I’m still trying to decide whether my (home) project should use UTF-8 strings (implemented in terms of std::string with additional UTF-8-specific functions when necessary) or some 16-bit string (implemented as std::wstring). The project is a programming language and environment (like VB, it’s a combination of both).
There are a few wishes/constraints:
- It would be cool if it could run on limited hardware, such as computers with limited memory.
- I want the code to run on Windows, Mac and (if resources allow) Linux.
- I’ll be using wxWidgets as my GUI layer, but I want the code that interacts with that toolkit confined in a corner of the codebase (I will have non-GUI executables).
- I would like to avoid working with two different kinds of strings when working with user-visible text and with the application’s data.

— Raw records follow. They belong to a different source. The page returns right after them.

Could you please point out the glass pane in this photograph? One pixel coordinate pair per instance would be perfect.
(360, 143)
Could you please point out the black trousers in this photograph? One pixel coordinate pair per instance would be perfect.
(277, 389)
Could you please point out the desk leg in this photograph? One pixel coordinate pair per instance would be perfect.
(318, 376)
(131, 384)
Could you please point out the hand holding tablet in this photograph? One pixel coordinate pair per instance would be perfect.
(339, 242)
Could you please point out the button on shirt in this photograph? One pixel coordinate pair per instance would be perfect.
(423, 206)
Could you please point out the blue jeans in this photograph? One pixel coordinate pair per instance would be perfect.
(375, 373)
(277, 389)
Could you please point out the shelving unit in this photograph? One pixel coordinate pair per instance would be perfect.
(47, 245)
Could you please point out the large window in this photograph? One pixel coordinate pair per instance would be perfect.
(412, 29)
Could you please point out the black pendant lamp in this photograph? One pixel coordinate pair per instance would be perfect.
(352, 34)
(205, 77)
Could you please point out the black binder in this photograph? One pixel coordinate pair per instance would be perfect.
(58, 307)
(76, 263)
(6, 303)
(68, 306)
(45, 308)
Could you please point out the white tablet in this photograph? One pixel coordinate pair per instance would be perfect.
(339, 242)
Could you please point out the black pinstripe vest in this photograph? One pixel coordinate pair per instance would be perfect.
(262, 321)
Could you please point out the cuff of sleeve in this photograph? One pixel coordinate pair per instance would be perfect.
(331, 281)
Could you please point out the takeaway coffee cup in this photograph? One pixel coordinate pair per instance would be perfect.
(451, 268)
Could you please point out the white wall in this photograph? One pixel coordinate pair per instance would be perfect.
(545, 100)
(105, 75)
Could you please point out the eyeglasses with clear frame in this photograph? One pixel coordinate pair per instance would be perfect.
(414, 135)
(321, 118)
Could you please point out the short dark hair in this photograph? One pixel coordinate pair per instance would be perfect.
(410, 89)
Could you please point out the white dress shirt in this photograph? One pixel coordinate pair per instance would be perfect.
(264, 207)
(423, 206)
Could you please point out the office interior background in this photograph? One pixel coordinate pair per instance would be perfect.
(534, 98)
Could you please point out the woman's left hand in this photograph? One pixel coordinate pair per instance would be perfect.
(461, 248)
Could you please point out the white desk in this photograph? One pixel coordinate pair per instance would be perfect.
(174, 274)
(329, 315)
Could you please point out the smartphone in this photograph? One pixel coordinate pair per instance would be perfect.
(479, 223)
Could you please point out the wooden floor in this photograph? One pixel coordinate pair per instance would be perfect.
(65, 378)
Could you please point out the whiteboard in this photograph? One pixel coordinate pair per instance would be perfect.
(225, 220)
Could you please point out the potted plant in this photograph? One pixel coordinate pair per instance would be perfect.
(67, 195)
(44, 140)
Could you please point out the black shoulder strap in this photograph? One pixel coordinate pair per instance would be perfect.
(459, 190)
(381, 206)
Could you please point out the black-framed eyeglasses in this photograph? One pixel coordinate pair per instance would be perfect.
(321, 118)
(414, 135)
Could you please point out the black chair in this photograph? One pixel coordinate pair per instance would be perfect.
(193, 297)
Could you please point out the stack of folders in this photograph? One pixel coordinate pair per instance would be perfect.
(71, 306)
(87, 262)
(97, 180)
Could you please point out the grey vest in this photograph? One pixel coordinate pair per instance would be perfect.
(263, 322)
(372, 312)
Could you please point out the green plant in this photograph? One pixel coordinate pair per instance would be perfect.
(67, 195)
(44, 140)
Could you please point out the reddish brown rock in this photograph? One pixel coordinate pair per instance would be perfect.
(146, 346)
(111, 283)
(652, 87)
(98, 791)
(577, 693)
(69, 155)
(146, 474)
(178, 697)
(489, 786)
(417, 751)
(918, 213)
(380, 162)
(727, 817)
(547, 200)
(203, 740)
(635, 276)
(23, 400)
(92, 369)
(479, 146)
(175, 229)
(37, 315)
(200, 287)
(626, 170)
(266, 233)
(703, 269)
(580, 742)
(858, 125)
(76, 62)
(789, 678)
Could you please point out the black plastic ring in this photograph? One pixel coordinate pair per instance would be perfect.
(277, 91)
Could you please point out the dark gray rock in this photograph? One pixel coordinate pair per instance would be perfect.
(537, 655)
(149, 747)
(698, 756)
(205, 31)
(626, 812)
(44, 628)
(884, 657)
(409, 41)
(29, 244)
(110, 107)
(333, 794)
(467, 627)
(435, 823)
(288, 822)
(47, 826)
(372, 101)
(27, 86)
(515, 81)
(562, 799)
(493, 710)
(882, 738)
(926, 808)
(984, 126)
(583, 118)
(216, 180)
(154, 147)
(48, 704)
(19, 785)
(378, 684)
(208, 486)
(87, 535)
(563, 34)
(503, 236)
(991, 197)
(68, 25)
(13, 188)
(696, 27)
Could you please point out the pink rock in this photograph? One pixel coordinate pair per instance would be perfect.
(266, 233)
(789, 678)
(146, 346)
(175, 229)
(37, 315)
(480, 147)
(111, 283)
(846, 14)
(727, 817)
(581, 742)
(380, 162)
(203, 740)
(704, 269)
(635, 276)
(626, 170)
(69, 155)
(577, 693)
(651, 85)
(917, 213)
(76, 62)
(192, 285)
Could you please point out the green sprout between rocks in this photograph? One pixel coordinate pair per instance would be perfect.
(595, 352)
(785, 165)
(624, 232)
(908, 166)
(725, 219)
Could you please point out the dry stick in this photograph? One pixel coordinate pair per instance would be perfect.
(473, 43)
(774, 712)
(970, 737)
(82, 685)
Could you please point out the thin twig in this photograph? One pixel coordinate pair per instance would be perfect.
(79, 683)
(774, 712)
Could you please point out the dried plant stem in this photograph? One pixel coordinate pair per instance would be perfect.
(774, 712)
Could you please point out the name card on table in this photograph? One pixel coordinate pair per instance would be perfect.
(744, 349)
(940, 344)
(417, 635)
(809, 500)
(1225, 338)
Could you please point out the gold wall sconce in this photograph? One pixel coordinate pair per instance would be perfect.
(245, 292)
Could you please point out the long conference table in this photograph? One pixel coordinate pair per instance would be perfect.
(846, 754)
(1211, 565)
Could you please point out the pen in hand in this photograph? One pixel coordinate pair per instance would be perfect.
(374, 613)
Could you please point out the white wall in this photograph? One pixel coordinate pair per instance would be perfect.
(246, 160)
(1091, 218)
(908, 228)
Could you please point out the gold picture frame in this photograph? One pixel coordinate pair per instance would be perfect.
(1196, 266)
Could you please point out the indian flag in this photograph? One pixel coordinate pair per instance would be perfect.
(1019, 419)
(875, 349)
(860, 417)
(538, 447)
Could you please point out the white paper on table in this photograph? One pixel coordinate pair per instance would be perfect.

Currently, I’m working with std::string, with the intent of using UTF-8 manipulation functions only when necessary. It requires less memory, and seems to be the direction many applications are going anyway.
If you recommend a 16-bit encoding, which one: UTF-16? UCS-2? Another one?
I would recommend UTF-16 for any kind of data manipulation and UI. The Mac OS X and Win32 API uses UTF-16, same for wxWidgets, Qt, ICU, Xerces, and others. UTF-8 might be better for data interchange and storage. See http://unicode.org/notes/tn12/.
But whatever you choose, I would definitely recommend against std::string with UTF-8 ‘only when necessary’.
Go all the way with UTF-16 or UTF-8, but do not mix and match, that is asking for trouble.